I was just doing my job, but I wanted to stay. I wanted to give her security system another run-through to make sure Vince wouldn’t use my visit as an excuse to drop in on her.

And I wanted her to myself. Even if she didn’t say a word to me, I wanted to be the only one in her orbit.

“Can we stay?” she said. “I get more work done when I’m alone, and this thing really needs work.”

“Absolutely. I’ll call the studio and let them know you’re working from here.”

“Tell Simon I’m giving my dancers the afternoon off. They deserve it.”

“I will. I’m going to check your closed-circuit monitors, then I’ll be back.”

“Good.” She went to her laptop and turned on her system, but just as I was about to leave, she called out.

“Carter?”

“Yes?”

“Thank you.”

She was thanking me for more than making a phone call and checking the security system. I nodded and backed out before I kissed her again.





CHAPTER 23





EMILY


When I let my hips move to the music instead of directing them, my thinking got very clear. I heard only the music and moved. My body served the music and let my mind work.

My worry, my fear, my deep neuroses about Carter, stopped nagging at me. He could get hurt by Vince or he could be as bad as Vince. He could hurt himself trying to protect me. He could get sick of the way I lived and leave me.

All those things could happen, but while I danced, they didn’t bother me.

My first boyfriend, Noah, had dumped me when I was seventeen. He had curly blond locks that reached his shoulders and blue-gray eyes as big as classroom globes. We’d had awkward sex in his parents’ garage a few times, exchanged sweet words, and held hands in the courtyard at Lincoln Park High. A week later, he changed. He denied it, but adolescent girls are pretty intuitive. He didn’t meet me by my locker in the morning, and he didn’t break away from his friends to kiss me on the lips. He sat with Stu Marren in physics lab instead of me and said it was because Stu was just better at physics. He didn’t save me a seat at the basketball game against Lake View because there was no room. I sat with a few girls I knew, but my close friends were the performing arts kids and Darlene, who lived on the other side of the river. Besides gymnastics, I saw her only when she could take the bus to me or when she was having a hard time at home.

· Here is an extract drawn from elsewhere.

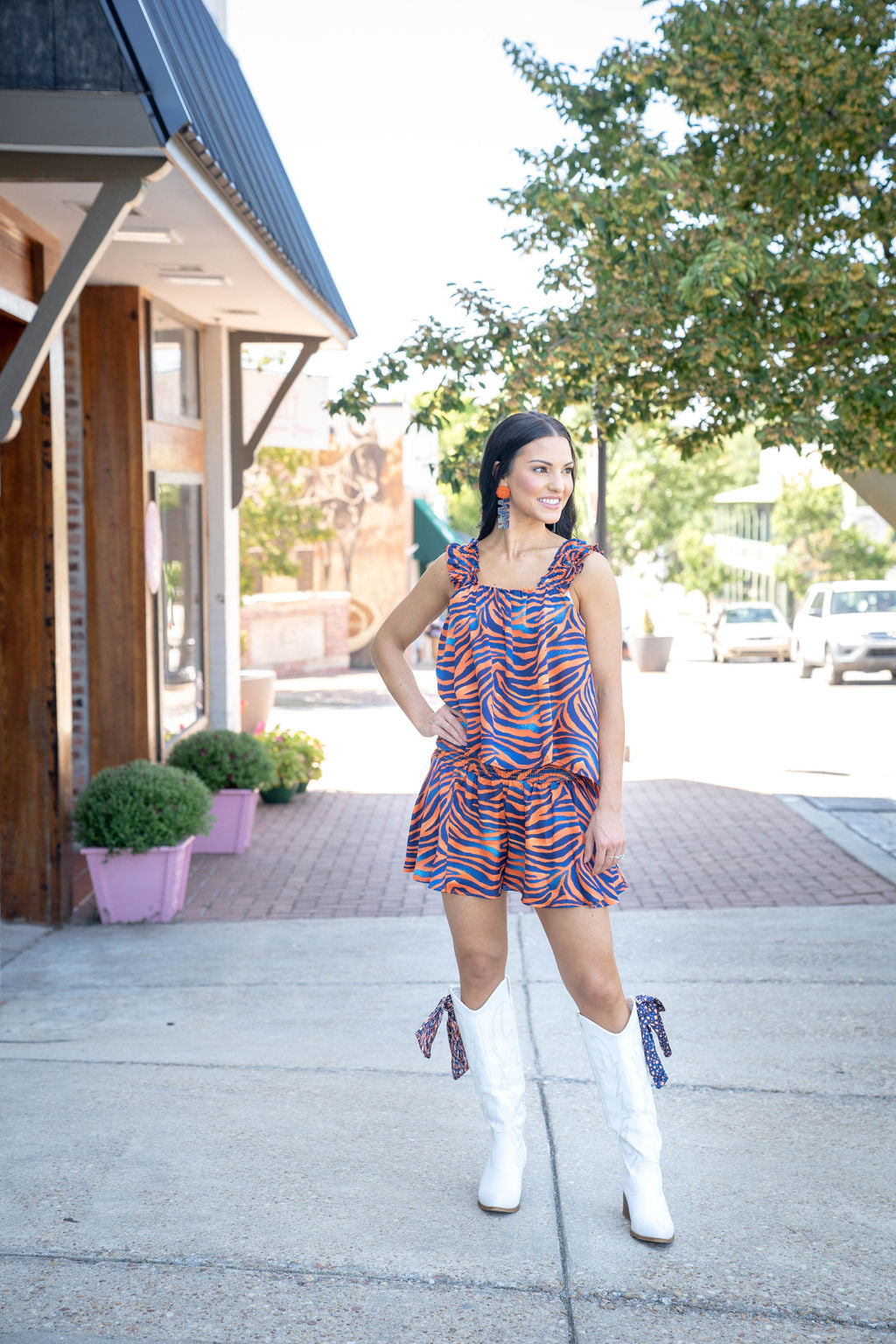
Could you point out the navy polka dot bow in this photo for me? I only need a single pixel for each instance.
(649, 1018)
(426, 1035)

Noah was respectful enough to not go out with Tammy Winston for a few weeks. But by spring break they were a thing, and I’d had no closure.

There had been men when we got to Los Angeles. Darlene and I tore up the town. Men swarmed around us. Managers. Agents. Record-label guys. Other musicians trying to latch on. Was it because we were both talented? Or just Darlene? I never knew, and I never questioned it until Vince.

Until Vince, I was in control. I felt little, worked a lot, never lost focus.